Here is a test script to see if the class above works as intended:

test.py

import numpy as np
from sklearn.datasets import load_breast_cancer
from FixedFeatureRFC import FixedFeatureRFC

rs = np.random.RandomState(1234)
BC = load_breast_cancer()
X,y = BC.data, BC.target
train = rs.rand(X.shape[0]) < 0.8

print "n_features =", X.shape[1]

fixed = [0,4,21]
maxf  = 10

ffrfc = FixedFeatureRFC(n_estimators=1000)
ffrfc.fit(X[train], y[train], feats_fixed=fixed, max_features=maxf)

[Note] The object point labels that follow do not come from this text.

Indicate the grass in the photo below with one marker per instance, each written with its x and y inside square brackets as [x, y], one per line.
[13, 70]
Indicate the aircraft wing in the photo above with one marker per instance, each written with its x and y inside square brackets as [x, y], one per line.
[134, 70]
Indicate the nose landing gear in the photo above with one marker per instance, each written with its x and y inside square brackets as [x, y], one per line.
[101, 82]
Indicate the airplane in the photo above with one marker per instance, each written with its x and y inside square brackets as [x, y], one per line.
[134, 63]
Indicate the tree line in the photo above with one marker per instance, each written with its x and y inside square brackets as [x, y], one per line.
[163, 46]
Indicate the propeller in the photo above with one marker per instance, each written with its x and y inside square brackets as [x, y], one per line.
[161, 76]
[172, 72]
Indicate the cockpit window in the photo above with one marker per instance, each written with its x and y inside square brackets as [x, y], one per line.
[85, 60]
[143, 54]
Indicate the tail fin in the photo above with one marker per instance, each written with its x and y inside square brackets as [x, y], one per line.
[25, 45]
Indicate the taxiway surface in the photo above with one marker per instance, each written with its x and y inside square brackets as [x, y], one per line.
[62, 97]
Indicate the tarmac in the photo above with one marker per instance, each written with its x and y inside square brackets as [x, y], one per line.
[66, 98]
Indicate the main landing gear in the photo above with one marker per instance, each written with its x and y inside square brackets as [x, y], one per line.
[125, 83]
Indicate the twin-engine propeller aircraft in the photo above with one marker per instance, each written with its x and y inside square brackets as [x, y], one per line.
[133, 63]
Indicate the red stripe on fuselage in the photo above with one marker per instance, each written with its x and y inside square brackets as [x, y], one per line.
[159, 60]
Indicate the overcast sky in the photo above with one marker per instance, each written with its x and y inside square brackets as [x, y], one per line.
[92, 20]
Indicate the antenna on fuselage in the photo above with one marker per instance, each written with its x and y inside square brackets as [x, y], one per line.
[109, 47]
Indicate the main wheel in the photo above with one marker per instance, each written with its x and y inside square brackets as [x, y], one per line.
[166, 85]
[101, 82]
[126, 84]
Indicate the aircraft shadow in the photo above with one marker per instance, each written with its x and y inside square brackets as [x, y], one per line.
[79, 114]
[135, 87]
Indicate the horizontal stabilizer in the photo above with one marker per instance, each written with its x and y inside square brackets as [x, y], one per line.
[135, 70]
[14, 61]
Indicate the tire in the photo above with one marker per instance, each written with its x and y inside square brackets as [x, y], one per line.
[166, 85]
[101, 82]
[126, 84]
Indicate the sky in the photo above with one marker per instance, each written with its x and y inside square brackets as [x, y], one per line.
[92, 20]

for feats in ffrfc.feats_used:
    assert len(feats) == maxf
    for f in fixed:
        assert f in feats

print ffrfc.score(X[~train], y[~train])

The output is:

n_features = 30
0.983739837398

None of the assertions failed, indicating that the features we have chosen to be fixed were used in each random feature subsample and that the size of each feature subsample was the required max_features size. The high accuracy on the held-out data indicates that the classifier is working properly.

Upvotes: 5

Craig
Craig

Reputation: 346

I do not believe there is a way in scikit now. You could use max_features=None which removes all randomness of feature selections.

If you can switch packages, R's Ranger (https://cran.r-project.org/web/packages/ranger/ranger.pdf) has options split.select.weights and always.split.variables which may be what you are looking for. Define the probability for the random choices or always include these features in addition to the random choices.

This works against the overall design of random forest, reducing the randomness which may in turn weaken the variance reduction of the algorithm. You should know a lot about your data and the problem to choose this option. As @Michal alluded to, proceed carefully here.